The giddy love song “Yeah Yeah Yeah,” which credits members Jisoo and Rosé as co-writers, is no exception. Arriving in the middle of the record, its minimalist guitar loop and new wave synths represent the album’s first splash of soft and vulnerable “pink.” But the song culminates in the titular affirmation—“Just say yeah, yeah, yeah”—a line so cliché that it should have been a red flag. Even with member contributions, “Yeah Yeah Yeah” doesn’t have anything new to say.

Though it’s performed by Rosé alone, Born Pink’s centerpiece is the alluring and thorny “Hard to Love.” Encasing BLACKPINK’s ethos of hard and soft into one song, it’s a fitting successor to The Album’s anthem of yearning, “Lovesick Girls,” a similarly upbeat dance track that depicted the four women as desiring love, even if it hurts them in the end. “Hard to Love” is a muted expression of the same desire, using glowing neo-soul keys, rhythmic guitar, and a grounding bass groove to carry its storytelling. “Never meant to cause you a problem/Here I am, yet once again/With the same old story,” Rosé sings. The production’s clarity allows her vocal to take up space, bending and vibrating organically.
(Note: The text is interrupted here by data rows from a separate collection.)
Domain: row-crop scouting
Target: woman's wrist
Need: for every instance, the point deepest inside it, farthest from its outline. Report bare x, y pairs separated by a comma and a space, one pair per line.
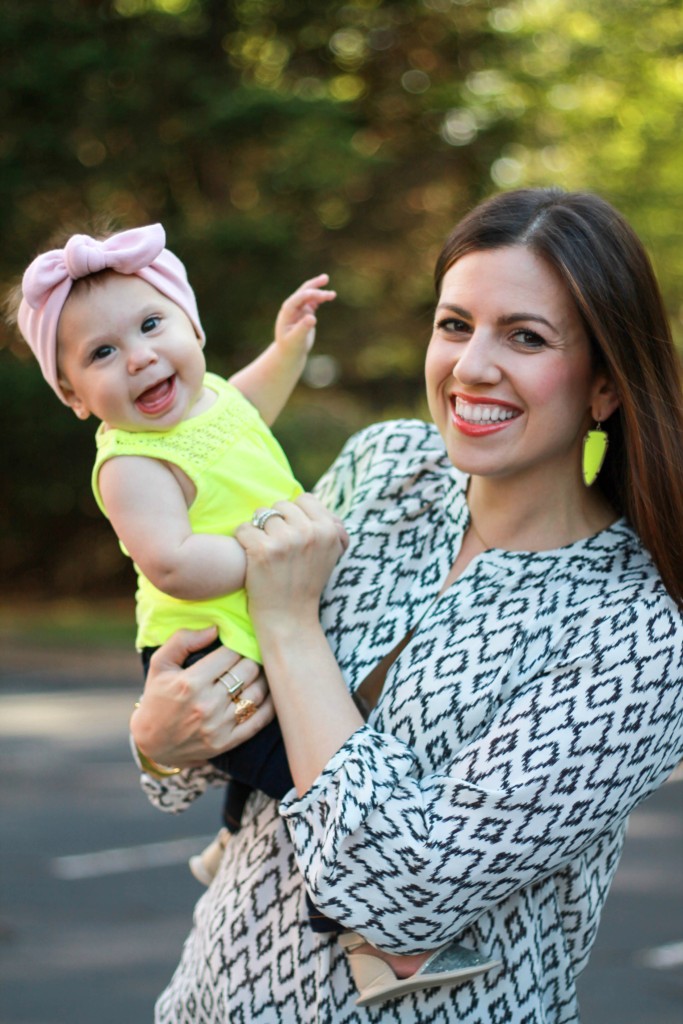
144, 762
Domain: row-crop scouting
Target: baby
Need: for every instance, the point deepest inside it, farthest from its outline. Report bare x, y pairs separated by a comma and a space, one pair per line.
184, 457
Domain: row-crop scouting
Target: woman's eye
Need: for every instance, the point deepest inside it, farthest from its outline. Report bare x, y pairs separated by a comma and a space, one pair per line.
101, 352
452, 325
528, 339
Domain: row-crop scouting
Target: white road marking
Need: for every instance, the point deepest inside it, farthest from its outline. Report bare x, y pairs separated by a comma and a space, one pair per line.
662, 957
127, 858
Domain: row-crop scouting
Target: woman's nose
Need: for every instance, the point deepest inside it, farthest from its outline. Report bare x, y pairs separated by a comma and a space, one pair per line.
476, 363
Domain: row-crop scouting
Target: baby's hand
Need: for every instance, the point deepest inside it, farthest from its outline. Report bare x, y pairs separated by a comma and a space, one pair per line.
295, 327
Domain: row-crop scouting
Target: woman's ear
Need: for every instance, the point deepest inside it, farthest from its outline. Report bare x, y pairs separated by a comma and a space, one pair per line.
605, 397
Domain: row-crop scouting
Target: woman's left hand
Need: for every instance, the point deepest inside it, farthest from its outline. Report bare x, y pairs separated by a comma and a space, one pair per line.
289, 560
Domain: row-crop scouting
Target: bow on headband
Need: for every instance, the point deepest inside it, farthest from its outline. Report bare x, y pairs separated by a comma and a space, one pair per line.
49, 279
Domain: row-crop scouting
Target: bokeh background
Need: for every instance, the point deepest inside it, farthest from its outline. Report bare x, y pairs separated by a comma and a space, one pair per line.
273, 139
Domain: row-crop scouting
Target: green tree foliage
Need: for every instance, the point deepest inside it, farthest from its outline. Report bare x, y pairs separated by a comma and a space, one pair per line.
278, 138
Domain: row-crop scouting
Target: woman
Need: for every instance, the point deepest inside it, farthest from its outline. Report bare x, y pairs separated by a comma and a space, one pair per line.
517, 634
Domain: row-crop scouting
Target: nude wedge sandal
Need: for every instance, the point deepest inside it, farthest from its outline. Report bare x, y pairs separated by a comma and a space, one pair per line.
377, 982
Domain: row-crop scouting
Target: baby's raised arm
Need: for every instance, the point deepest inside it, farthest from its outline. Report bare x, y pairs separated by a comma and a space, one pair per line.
148, 511
269, 380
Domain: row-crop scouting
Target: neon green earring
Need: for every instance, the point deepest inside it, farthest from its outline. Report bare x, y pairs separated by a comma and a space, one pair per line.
595, 449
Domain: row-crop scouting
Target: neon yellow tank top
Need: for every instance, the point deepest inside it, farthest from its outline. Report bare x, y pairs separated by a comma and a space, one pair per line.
237, 466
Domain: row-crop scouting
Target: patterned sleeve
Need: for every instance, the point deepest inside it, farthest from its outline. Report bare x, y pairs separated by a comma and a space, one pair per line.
176, 793
339, 484
413, 860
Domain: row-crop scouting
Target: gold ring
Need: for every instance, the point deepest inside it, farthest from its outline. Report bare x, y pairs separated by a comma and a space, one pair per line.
259, 519
235, 688
244, 710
These days, you can pick up physical copies of K-pop albums at Target, and a slew of idols are forming what’s known as K-pop’s fourth generation. Across Aespa’s genre-blending metaverse, NewJeans’ au naturel approach, and Dreamcatcher’s metal-tinged sound, the industry is growing more varied as it becomes more saturated. BLACKPINK’s potential audience has never been larger, but the refurbished sound and half-baked ideas on Born Pink fail to inspire. There’s a sliver of direction in cuts like “Pink Venom” and “Hard to Love,” which translate the group’s core concept of duality into viable contemporary pop. But BLACKPINK are already a record-breaking K-pop act; if they want another shot at breaking new ground, they’ll have to raise their own standards.